“But people weren’t paying attention,” Peterson said.
Peterson shrugged. Public opinion is difficult to change. Hunter, though, grew livid. If people both inside and outside boxing weren’t willing to take the time to figure out what actually happened with Peterson — “Why not seek the truth?” Hunter preached — was it even worth associating with the sport to which he had turned over his life?
So in the midst of it all, Peterson became the rock. He called Hunter occasionally, just to check on how he was doing. And one afternoon, standing outside that temporary gym in Southeast, he laid out his vision about the entire affair.
“Sometimes,” Peterson told Hunter, “we’re quicker to react than let things play out.”
Hunter’s eyebrows were drawn. He was still angry, emotional, raw. But he said nothing. Peterson, normally quiet, kept talking.
“Look, man,” he said. “My whole life’s been hard. This ain’t gonna be no different. At the end of the day, if it do nothing else but take the covers off the corruption in boxing, then I’m all right with that.”
Hunter shook his head at the memory. Why hadn’t he thought of it that way? Why was he still “mad as hell,” so much so that he paced his house, that his wife of 20 years, Cologne, had to talk him down?
“Now I’m tripping off this dude,” Hunter said, his voice rising. “This is me, years ago, telling them. Now I feel like the student, and he’s the teacher.”
A failed drug test and 14 months on the shelf. Championship belts in question. Training for fights that never happened. Enough to break someone’s will.
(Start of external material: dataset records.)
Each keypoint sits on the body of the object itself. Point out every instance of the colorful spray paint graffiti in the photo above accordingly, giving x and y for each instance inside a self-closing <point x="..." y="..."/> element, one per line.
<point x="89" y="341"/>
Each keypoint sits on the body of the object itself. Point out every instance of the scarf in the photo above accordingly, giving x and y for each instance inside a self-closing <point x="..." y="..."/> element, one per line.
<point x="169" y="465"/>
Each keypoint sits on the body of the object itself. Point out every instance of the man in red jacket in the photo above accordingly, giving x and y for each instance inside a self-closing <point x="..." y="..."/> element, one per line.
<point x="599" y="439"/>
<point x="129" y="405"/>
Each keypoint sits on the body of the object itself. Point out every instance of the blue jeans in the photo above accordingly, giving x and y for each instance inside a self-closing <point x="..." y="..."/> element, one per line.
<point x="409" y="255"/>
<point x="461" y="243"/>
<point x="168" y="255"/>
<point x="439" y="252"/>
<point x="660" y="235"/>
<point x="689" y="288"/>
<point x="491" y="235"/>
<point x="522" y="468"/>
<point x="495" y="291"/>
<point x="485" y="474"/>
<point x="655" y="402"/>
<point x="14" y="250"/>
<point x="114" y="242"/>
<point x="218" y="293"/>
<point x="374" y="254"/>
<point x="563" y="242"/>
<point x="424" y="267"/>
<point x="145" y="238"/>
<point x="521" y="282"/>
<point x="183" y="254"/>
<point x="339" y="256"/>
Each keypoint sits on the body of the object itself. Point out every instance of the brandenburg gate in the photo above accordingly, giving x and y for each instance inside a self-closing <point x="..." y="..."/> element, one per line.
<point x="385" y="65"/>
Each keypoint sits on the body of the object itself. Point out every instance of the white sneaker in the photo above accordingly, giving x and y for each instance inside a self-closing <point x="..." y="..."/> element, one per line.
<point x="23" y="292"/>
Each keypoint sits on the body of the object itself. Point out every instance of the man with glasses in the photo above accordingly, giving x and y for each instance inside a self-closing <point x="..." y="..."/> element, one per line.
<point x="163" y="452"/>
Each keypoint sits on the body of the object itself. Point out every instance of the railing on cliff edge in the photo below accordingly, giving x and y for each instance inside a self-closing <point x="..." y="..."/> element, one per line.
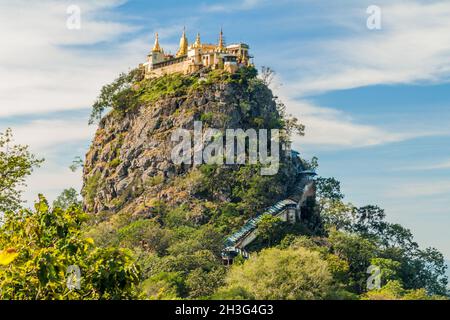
<point x="232" y="243"/>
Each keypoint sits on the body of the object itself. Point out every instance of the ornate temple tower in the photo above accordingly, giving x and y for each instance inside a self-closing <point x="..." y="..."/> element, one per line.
<point x="182" y="51"/>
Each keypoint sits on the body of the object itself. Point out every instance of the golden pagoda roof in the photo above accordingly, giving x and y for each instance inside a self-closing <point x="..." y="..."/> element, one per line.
<point x="157" y="47"/>
<point x="182" y="51"/>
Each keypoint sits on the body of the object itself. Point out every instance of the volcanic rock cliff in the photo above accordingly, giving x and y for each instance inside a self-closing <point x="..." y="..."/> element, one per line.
<point x="129" y="169"/>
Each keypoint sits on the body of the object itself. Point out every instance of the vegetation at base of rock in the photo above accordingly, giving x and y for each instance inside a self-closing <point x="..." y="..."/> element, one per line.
<point x="47" y="242"/>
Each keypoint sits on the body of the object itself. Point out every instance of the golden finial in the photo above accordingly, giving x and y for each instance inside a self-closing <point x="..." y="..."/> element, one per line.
<point x="156" y="47"/>
<point x="182" y="51"/>
<point x="197" y="43"/>
<point x="221" y="46"/>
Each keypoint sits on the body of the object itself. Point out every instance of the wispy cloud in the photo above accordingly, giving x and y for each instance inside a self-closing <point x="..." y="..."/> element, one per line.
<point x="230" y="6"/>
<point x="47" y="67"/>
<point x="413" y="46"/>
<point x="416" y="189"/>
<point x="428" y="167"/>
“I started making an understanding of the situation,” Peterson said. “I started thinking about it like this,” and he paused a good . . . long . . . while. “Maybe it’s a good thing.”
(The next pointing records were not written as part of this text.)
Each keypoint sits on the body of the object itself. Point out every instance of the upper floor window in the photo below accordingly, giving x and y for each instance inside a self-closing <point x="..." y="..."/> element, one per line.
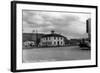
<point x="54" y="37"/>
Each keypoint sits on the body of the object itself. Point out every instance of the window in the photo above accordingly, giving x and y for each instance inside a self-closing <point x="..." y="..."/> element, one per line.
<point x="54" y="37"/>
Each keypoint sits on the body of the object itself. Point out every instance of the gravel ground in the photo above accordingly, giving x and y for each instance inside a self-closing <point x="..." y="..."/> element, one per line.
<point x="55" y="54"/>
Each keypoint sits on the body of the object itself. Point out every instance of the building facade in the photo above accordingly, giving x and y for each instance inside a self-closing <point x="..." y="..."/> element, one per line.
<point x="52" y="39"/>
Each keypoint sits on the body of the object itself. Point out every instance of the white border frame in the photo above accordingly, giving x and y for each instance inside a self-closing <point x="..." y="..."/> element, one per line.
<point x="21" y="65"/>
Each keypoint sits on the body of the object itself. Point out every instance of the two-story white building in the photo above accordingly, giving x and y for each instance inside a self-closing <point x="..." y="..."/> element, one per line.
<point x="52" y="39"/>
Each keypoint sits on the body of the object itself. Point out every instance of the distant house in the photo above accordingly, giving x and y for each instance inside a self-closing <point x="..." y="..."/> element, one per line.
<point x="53" y="39"/>
<point x="75" y="41"/>
<point x="32" y="37"/>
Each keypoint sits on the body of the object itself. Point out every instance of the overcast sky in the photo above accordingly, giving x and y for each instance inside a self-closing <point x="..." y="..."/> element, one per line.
<point x="71" y="25"/>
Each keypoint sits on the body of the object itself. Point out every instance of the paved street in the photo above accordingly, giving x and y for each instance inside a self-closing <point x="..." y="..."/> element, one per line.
<point x="55" y="54"/>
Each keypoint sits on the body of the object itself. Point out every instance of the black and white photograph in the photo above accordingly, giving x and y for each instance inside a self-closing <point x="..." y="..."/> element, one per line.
<point x="47" y="36"/>
<point x="56" y="36"/>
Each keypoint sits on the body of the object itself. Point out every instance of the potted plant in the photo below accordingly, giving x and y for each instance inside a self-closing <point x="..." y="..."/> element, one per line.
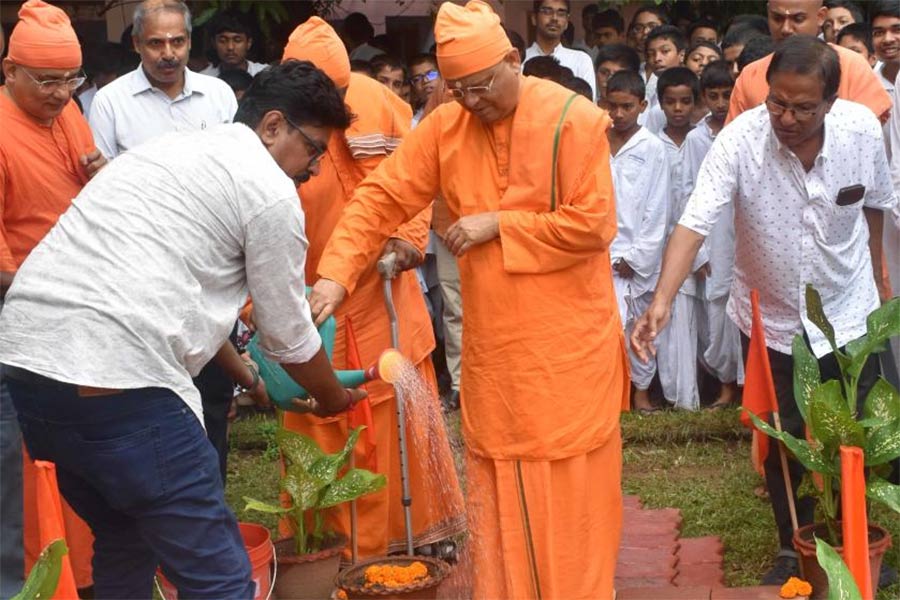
<point x="829" y="411"/>
<point x="308" y="562"/>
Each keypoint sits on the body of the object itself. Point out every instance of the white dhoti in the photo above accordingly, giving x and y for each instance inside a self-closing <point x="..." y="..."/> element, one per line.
<point x="722" y="354"/>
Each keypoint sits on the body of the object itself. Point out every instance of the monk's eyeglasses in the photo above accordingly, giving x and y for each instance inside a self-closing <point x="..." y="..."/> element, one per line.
<point x="50" y="86"/>
<point x="318" y="150"/>
<point x="460" y="93"/>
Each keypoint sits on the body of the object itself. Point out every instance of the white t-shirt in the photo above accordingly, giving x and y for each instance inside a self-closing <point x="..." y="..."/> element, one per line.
<point x="252" y="68"/>
<point x="789" y="229"/>
<point x="579" y="62"/>
<point x="129" y="111"/>
<point x="141" y="280"/>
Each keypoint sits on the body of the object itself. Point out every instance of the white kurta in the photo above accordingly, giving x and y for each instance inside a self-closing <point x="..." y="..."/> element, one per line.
<point x="641" y="180"/>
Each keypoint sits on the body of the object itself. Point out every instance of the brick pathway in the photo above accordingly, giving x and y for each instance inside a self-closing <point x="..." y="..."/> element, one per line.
<point x="655" y="563"/>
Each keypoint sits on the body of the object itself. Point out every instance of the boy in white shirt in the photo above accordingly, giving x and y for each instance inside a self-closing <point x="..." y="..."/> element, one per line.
<point x="641" y="180"/>
<point x="679" y="92"/>
<point x="720" y="340"/>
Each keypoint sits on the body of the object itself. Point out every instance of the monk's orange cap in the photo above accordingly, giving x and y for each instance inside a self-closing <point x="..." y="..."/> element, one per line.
<point x="317" y="42"/>
<point x="44" y="39"/>
<point x="469" y="39"/>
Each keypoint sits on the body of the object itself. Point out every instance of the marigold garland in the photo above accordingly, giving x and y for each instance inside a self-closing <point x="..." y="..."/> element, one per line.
<point x="794" y="587"/>
<point x="391" y="576"/>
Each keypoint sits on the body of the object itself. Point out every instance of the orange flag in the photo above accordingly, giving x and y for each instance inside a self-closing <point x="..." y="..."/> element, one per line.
<point x="50" y="524"/>
<point x="853" y="521"/>
<point x="759" y="387"/>
<point x="361" y="414"/>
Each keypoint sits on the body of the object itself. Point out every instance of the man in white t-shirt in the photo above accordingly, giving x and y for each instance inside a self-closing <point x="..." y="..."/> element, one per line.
<point x="232" y="39"/>
<point x="162" y="94"/>
<point x="808" y="178"/>
<point x="550" y="19"/>
<point x="135" y="289"/>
Only someone who came up hard could come to that conclusion.
‘Always angry’ for a reason
The streets, more than anyone or anything, served as the Petersons’ parents. Lamont and Anthony made all their own decisions: what to do, when to do it, where to stay and for how long. What evidence was there that adults can provide support, shelter, food, advice? For the boys, there was scant evidence that they should be trusted. There was plenty of evidence that they couldn’t be trusted.
The Peterson kids, particularly the younger half-dozen in a brood 12 strong, learned such lessons from birth. Lamont, the 10th, was born at his mother’s home in Northeast. Performing the delivery: his older sister Takisha. She was in third grade.
“He was just lying there,” she said. “Didn’t cry one bit.”
For much of the Petersons’ childhoods, their father was in prison on a variety of drug charges. Their mother all but broke under the pressure of raising such a large family. She essentially allowed alcohol to control her life, several of her children said. Some of those children then roamed the streets. The older ones got to stay with their grandfather. Lamont and Anthony had to sneak into the filthy basement to try to sleep, often among rats.